Just over a year ago, SDC Nutrition and Reaction Nutrition merged.
While SDC was primarily a powder manufacturer of nutritional and health supplements, Reaction manufactured capsules. The deal aligned five major brands and contract manufacturing under SDC, which was about 30 percent larger.
“What that’s done for us is to be able to offer both capabilities to our customers and their previous customers, as well as fill capacity of our new facility,” says CEO and Co-founder Sean Marszalek.
He had only ever done a small brand asset acquisition, which included five employees, so he wasn’t sure what to expect.
Combining the two cultures into one was a challenge. Both companies had similar headcounts of about 40. Today, SDC has about 90 employees.
“It took more time than I expected to feel like one company,” Marszalek says. “We had similar businesses in the same industry. I didn’t think it would take as long.”

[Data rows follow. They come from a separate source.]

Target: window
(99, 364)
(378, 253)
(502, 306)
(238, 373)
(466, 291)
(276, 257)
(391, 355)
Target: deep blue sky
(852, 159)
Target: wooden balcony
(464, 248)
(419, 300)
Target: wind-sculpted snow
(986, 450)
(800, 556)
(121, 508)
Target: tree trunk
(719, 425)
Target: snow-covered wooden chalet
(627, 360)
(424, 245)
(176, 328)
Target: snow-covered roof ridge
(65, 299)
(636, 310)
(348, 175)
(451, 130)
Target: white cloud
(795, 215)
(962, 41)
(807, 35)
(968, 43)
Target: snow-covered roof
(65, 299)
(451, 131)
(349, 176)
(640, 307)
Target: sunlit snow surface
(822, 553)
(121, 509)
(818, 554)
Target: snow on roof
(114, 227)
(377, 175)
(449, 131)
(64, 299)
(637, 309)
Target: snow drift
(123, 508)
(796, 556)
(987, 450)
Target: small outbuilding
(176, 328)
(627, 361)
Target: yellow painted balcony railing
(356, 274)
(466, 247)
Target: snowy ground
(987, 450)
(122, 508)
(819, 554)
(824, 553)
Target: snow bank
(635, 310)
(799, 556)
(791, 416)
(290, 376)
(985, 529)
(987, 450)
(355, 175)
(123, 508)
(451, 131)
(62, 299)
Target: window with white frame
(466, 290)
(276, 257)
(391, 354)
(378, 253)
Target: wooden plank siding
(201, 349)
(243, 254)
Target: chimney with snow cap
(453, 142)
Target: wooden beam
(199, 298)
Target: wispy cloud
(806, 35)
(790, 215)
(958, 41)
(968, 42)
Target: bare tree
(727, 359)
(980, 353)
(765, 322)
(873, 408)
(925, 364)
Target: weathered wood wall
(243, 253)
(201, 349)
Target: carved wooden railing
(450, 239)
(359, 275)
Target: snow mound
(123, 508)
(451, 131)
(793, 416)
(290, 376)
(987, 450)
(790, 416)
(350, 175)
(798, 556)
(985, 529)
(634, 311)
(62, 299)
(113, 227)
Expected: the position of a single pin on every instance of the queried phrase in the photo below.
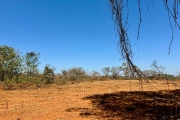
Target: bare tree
(121, 7)
(115, 71)
(158, 70)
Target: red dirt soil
(77, 101)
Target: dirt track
(96, 100)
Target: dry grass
(96, 100)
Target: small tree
(31, 62)
(10, 63)
(158, 70)
(95, 74)
(48, 74)
(76, 73)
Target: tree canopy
(119, 8)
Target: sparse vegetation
(16, 68)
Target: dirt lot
(98, 100)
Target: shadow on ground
(146, 105)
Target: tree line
(17, 68)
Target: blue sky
(80, 33)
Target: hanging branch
(121, 26)
(172, 12)
(119, 7)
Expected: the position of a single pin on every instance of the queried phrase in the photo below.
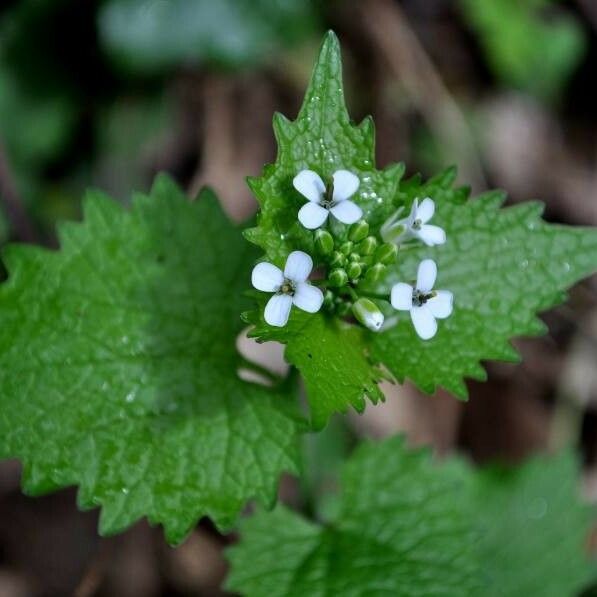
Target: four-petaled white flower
(323, 200)
(290, 287)
(425, 304)
(415, 226)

His initial thought of six months turned into 11 months before it felt like one company, with people working together, and fluid teams and departments.
“We did bring in some consultants initially to help with the integration, from an operational side,” Marszalek says. “It was a lot of training. It was a lot of management being involved hands-on.”

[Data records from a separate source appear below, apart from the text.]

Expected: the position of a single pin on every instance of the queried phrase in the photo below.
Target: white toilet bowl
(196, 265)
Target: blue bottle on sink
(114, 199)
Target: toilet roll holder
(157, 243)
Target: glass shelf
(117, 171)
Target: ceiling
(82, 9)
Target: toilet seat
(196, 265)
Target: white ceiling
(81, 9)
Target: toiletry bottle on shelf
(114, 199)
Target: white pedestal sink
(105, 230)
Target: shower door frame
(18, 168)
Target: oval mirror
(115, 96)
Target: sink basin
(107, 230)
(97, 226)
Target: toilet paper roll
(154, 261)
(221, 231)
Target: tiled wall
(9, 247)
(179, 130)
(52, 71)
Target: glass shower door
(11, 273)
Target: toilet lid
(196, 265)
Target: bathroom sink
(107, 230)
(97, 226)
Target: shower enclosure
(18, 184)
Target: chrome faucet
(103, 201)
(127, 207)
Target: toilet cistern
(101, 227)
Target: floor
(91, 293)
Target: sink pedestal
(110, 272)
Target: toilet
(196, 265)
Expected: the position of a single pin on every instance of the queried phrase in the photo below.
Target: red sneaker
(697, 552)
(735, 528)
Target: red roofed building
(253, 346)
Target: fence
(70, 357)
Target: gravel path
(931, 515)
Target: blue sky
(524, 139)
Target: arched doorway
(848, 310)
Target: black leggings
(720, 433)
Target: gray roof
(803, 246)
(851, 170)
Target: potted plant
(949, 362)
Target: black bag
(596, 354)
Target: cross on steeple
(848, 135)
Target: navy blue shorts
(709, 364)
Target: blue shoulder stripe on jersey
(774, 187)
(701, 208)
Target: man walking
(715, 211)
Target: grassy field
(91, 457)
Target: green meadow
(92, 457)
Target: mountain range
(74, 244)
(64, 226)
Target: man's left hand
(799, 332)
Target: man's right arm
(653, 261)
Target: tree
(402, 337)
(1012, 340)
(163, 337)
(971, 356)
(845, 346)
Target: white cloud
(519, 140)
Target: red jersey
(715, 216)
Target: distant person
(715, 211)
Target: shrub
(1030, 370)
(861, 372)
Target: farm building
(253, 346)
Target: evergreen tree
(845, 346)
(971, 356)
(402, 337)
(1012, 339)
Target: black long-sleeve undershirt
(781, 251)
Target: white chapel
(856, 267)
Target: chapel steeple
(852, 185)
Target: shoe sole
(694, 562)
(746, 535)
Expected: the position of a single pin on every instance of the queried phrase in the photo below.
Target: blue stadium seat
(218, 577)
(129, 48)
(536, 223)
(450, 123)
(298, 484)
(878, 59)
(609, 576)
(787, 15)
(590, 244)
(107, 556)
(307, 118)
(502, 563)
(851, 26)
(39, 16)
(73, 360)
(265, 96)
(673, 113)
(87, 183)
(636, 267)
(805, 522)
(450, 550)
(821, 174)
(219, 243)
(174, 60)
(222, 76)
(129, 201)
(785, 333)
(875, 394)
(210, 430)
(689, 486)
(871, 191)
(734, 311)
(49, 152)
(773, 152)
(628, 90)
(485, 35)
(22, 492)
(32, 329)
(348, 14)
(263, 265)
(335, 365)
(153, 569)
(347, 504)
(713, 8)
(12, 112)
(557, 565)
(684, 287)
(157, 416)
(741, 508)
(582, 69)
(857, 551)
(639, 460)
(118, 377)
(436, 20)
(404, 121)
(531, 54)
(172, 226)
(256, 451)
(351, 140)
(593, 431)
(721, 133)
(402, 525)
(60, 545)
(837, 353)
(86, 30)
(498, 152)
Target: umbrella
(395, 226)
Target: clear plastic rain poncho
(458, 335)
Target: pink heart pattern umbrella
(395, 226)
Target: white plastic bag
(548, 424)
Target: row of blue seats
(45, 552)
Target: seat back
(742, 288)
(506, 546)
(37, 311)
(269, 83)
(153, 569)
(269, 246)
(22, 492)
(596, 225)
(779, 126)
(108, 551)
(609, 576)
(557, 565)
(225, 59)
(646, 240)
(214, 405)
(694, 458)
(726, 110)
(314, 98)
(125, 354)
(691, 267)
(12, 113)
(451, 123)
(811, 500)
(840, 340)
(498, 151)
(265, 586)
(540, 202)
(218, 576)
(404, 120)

SDC’s SOPs and quality systems were ahead of Reaction Nutrition, so it took effort to get the new employees up to speed on those standards. But the new company did adopt Reaction’s enterprise resource planning system. SDC was planning to upgrade its ERP, but Reaction’s custom-built system slowed that process down, which he says has been a big help.

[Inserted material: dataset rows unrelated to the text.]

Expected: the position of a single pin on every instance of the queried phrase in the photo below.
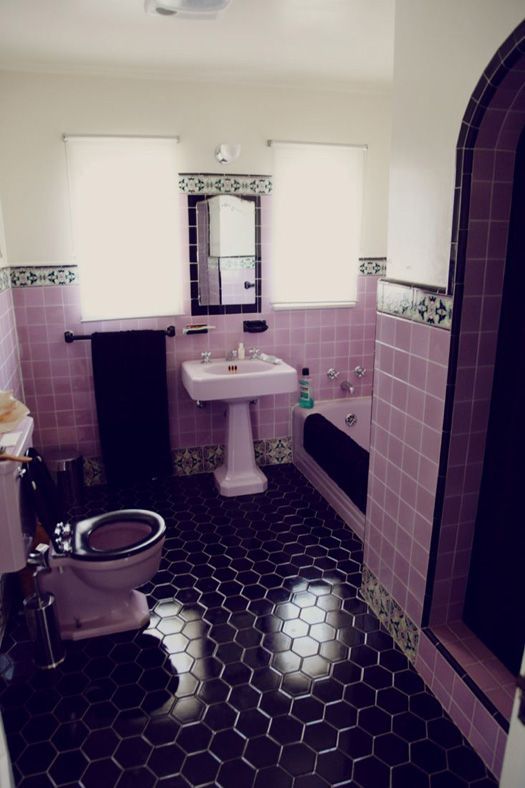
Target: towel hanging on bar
(129, 371)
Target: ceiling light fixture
(226, 152)
(186, 9)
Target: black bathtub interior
(345, 462)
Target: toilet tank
(16, 520)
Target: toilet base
(133, 615)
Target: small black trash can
(66, 466)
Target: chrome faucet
(347, 386)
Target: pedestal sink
(236, 383)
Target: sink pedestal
(239, 475)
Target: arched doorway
(483, 292)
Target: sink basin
(253, 378)
(239, 475)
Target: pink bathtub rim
(335, 411)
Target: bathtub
(335, 411)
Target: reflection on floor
(261, 666)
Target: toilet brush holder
(43, 629)
(41, 619)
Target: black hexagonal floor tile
(260, 667)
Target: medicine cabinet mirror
(225, 253)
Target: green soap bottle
(305, 389)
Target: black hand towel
(129, 370)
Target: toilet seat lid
(118, 534)
(114, 535)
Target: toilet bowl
(94, 565)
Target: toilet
(95, 565)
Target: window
(317, 207)
(125, 216)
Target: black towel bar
(70, 337)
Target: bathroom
(410, 124)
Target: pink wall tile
(58, 377)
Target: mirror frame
(199, 187)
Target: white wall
(3, 248)
(440, 51)
(38, 109)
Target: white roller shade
(317, 215)
(125, 216)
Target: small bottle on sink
(306, 399)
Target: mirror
(224, 253)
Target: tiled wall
(409, 394)
(58, 376)
(9, 362)
(10, 379)
(475, 690)
(477, 724)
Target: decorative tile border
(415, 303)
(208, 183)
(202, 459)
(394, 619)
(42, 275)
(372, 266)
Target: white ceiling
(329, 44)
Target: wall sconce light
(225, 153)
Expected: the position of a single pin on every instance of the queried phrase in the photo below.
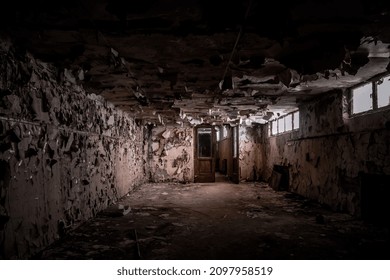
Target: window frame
(374, 106)
(276, 122)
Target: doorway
(204, 154)
(216, 153)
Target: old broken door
(204, 154)
(235, 160)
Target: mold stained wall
(329, 151)
(171, 154)
(64, 155)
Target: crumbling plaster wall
(171, 154)
(329, 151)
(64, 155)
(251, 153)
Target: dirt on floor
(220, 221)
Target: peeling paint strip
(60, 128)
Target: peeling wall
(251, 153)
(171, 154)
(64, 155)
(327, 154)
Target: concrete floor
(220, 221)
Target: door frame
(200, 162)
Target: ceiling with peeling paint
(215, 61)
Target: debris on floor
(194, 223)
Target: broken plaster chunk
(155, 146)
(69, 76)
(166, 134)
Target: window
(383, 86)
(217, 133)
(286, 123)
(281, 125)
(274, 125)
(371, 96)
(224, 131)
(362, 99)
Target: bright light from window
(281, 125)
(274, 127)
(296, 120)
(384, 92)
(288, 122)
(224, 131)
(362, 98)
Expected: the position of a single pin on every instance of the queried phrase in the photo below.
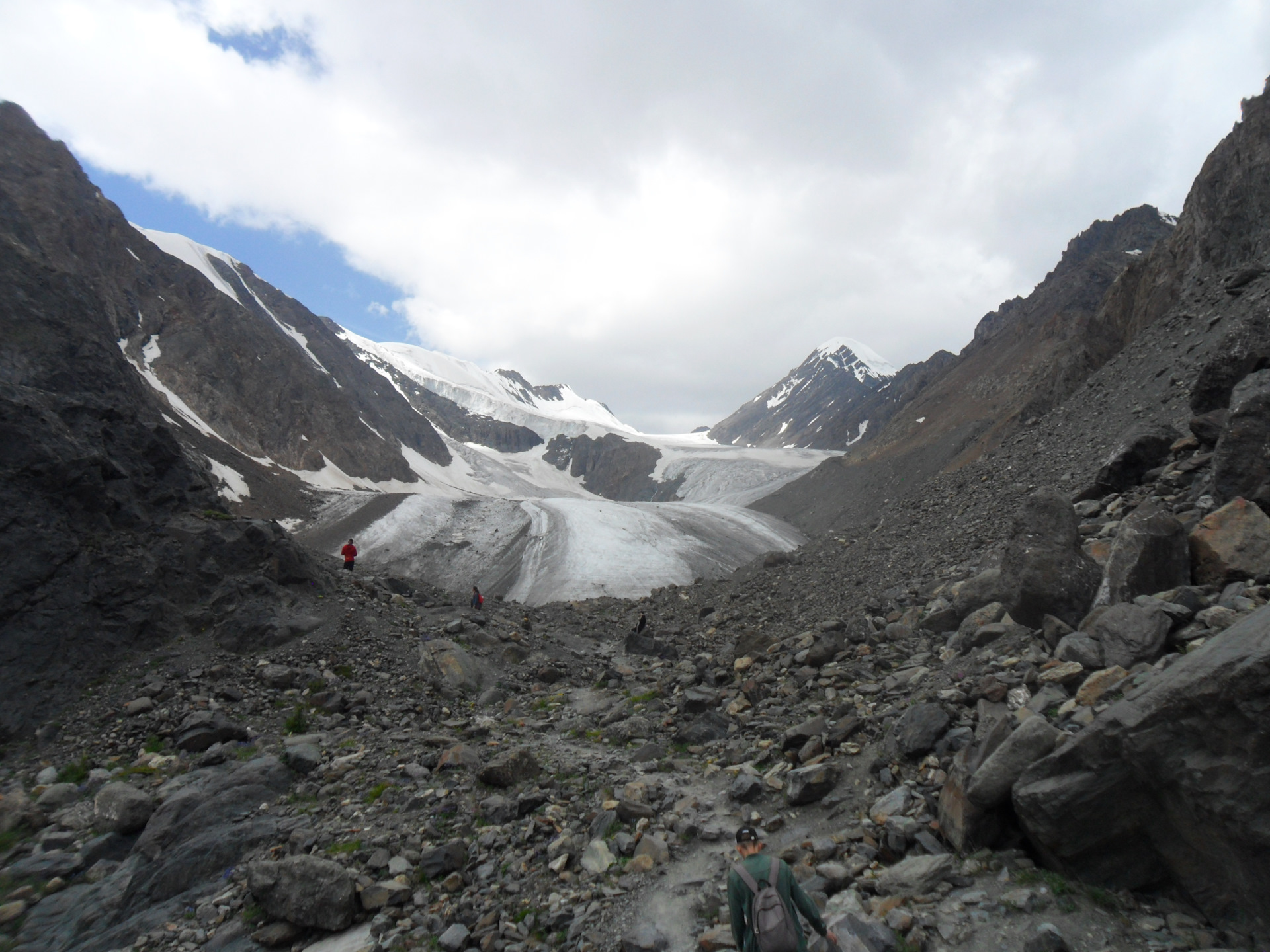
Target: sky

Reaction had two facilities, while SDC had one. Since the merger, one Reaction location has been shut down and the other is being used as a warehouse.
While the employees were hesitant when the merger was first announced, Marszalek feels they handled the communication well. Both management teams set meetings with each department at all three facilities to share information and answer questions.
“We let them know, and that way they heard it from management’s mouth, of what we were doing and why we were doing it,” he says. “We knew that there wasn’t going to be much reduction in headcount prior to the merger, so we were able to rely on that. There weren’t going to be a lot of redundancies because we had two different types of operations that needed the people there.”

Overpromised, under delivered

One surprise, though, was the influx of business when SDC could sell its customers capsule products and Reaction Nutrition’s customers powder products.
“We were surprised at the amount of business that came in all at once, post-closing, and that caused us some backlog issues and exposed gaps that we had in our operations or capacity or equipment,” Marszalek says.
If he had to do it over again, he would have taken more time to look at all of the potential business and structured a timeline around bringing that business in.
“We knew what our business was and we knew what their business was, but the synergist business, we didn’t realize what that could do by trying to bring that all in at one time,” he says.